In a remarkable display of honesty, a South Dakota high school golfer has self-reported a violation of the rules of golf, even though it cost both her and her team a state title.
Kate Wynja of Sioux Falls Christian had dominated the field at South Dakota’s Class A golf meet, winning by multiple strokes. But as other players began recording their scores, Wynja came to a wrenching realization: she had marked herself down for a 4 instead of a 5 on the 18th hole. That meant, under the rules of golf, that she would be disqualified. She’d lose the state title, and Sioux Falls Christian would drop from first to second place, losing out on its first state title since 2011.
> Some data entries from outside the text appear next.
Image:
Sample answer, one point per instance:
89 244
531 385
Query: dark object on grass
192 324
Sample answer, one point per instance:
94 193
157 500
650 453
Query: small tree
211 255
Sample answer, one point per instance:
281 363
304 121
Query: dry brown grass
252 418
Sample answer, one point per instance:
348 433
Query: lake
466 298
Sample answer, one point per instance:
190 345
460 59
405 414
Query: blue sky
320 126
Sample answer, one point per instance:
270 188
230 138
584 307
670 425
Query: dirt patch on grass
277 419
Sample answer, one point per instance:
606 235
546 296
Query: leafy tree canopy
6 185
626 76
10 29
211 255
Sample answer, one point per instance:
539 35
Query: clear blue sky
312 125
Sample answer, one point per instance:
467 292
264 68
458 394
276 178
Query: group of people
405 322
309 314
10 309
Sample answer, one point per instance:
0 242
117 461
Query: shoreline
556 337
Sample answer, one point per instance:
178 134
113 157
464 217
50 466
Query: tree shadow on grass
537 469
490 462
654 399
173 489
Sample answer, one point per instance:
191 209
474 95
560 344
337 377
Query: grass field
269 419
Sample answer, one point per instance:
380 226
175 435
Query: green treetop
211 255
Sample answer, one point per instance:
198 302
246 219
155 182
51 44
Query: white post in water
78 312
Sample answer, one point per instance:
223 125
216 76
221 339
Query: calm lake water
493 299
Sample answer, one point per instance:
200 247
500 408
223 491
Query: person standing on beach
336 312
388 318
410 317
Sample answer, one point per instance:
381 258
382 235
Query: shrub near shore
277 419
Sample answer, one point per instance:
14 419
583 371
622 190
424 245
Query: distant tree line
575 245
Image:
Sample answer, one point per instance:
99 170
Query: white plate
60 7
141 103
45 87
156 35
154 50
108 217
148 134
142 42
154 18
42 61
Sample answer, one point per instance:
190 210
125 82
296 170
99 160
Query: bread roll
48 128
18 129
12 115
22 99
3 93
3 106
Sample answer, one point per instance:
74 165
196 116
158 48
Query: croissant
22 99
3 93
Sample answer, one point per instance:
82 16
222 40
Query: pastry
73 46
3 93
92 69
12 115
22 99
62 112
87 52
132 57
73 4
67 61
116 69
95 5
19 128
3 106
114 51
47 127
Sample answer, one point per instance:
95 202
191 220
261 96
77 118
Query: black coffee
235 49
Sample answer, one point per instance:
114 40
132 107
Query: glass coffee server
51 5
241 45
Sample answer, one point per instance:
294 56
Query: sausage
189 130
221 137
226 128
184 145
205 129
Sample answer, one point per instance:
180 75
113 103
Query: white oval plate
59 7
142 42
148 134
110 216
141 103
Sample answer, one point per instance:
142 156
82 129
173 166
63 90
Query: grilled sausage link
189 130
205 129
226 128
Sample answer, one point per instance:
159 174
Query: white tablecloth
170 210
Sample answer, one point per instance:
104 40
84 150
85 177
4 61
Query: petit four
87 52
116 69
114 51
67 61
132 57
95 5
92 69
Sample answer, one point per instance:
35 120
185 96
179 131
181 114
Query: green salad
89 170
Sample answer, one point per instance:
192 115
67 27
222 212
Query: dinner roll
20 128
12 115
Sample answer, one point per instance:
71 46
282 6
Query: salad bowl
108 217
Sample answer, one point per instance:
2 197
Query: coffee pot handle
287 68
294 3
Making the burden all the more difficult: Wynja had to report it herself. No one flagged the error. No one else noticed but her. Wynja told her coach, and the two took the news to tournament directors.
“I knew I needed to tell them,” Wynja told the Argus Leader. “It was really sad, mostly because I knew what the result would be. I knew that I would be disqualified and it broke my heart for the team. But I knew I couldn’t leave without saying something.”
Tournament officials tried to find any room for interpretation, but the rules of golf are clear: sign for the wrong scorecard, get disqualified.
Payson Birkeland, who was elevated into the top spot, broke down crying when she heard the news. “I was heartbroken,” she said. “You don’t wish that one anyone, so hats off to her for being able to admit her mistake… That’s not how you want to win, but it’s humbling for everyone to learn from that situation.”
Bad as this was, it could have been worse. Roberto di Vicenzo lost the Masters by signing a wrong scorecard in 1968. Now that’s something you don’t ever live down.